Increasing female presence in senior management teams resulted in higher profit margins and better firm performance, according to a new study from Realindex, Beyond Lip Service: tracking the impact of the gender diversity gap.
The study investigated a cross-section of corporations internationally, including more than 30 countries and over 2500 large size enterprises, and spanning more than a decade, beginning in 2009.
It found in any given year, higher-diversity firms (those approximately in the top one-third of all firms) have about 20 per cent higher margins in the following 12 months than lower-diversity firms (those approximately in the bottom one-third of all firms).
As report co-author Dr Ron Guido told a recent Property Council event, in terms of EBIT margins, diversity in senior management is correlated with approximately 30 per cent higher future profit margins, while the diversity at the board level board has less significant effect.
“Certainly, relative to lower diverse firms, companies that have high diversity, the top third in our sample tend to produce 10 to 20 per cent higher profit margins than their peers that have low diversity,” he said.
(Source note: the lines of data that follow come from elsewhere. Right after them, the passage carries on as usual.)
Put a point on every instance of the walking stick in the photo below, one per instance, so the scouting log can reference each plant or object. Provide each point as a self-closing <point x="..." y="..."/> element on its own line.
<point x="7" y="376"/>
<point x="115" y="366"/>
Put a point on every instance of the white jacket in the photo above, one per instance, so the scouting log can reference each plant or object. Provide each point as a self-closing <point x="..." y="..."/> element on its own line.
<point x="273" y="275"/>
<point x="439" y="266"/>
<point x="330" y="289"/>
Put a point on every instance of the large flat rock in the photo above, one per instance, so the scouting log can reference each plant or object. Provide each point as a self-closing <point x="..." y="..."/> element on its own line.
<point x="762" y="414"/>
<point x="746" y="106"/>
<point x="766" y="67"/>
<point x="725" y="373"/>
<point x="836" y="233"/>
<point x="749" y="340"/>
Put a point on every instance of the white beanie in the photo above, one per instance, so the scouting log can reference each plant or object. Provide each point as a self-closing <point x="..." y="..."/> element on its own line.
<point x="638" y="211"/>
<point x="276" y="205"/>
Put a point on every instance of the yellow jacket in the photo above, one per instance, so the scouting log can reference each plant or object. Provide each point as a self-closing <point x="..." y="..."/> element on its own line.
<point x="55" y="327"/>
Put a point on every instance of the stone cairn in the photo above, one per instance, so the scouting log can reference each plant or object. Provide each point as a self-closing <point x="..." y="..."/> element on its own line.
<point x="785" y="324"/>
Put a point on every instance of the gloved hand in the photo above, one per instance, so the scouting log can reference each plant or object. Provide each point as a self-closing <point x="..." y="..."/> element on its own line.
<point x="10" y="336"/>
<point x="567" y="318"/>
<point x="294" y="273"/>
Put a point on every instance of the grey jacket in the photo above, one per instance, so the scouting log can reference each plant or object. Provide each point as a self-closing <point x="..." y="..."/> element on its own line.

“We find that that was consistent across net profit margins, gross profit margins, and across time. It was interesting that we found that it was senior management that had a greater impact in terms of its diversity on the team than in the board.
“We find that for companies that have higher diversity in their boards, they can generate almost a roughly 20 per cent improvement in their return on equity or other profitability metrics that we used in the report. What was even more surprising is that that improvement, or that differential was even greater for senior management.”
Dr Joanna Nash, co-author of the report, told the crowd that countries like Australia or the UK, which had disclosure requirements around gender diversity but not quotas, got to 30 per cent representation, but took longer to do it, and countries that did nothing, took longer still.
In 2010 Australian listed companies had to disclose the number of women at board, senior management, and company level, while in 2019 the ASX 300 companies were required to have an objective of 30 per cent female representation at the board level.
The report found that since 2010, there has been a steep increase in the number of women on boards. Starting from a low base of around 10 per cent in 2011, it has steadily increased to just below 30 per cent at December 2021.
The number of women in senior management has also been increasing from 12 per cent to around 26 per cent by December 2021, although the increase has tailed off in recent years.
The report found that Australia was leading the pack in gender representation in improving not only board representation, but senior management representation.
CEO of Cromwell Property Jonathon Callaghan said company policies such as parental leave and flexible working arrangements can help in not just hiring more women but retaining them.
“There are attitudinal issues to some extent,” he said. “I feel that a lot of work has been done on the attitudinal side of things.
“I think they’re particularly the property industry discussion around targets and 40/40/20. I think we’ve moved on, and there’s not too much backlash about that.
“I really believe you don’t have diversity without inclusion, it’s all very well to have women sitting around the table, but unless you listen to their voice, you don’t really have it.”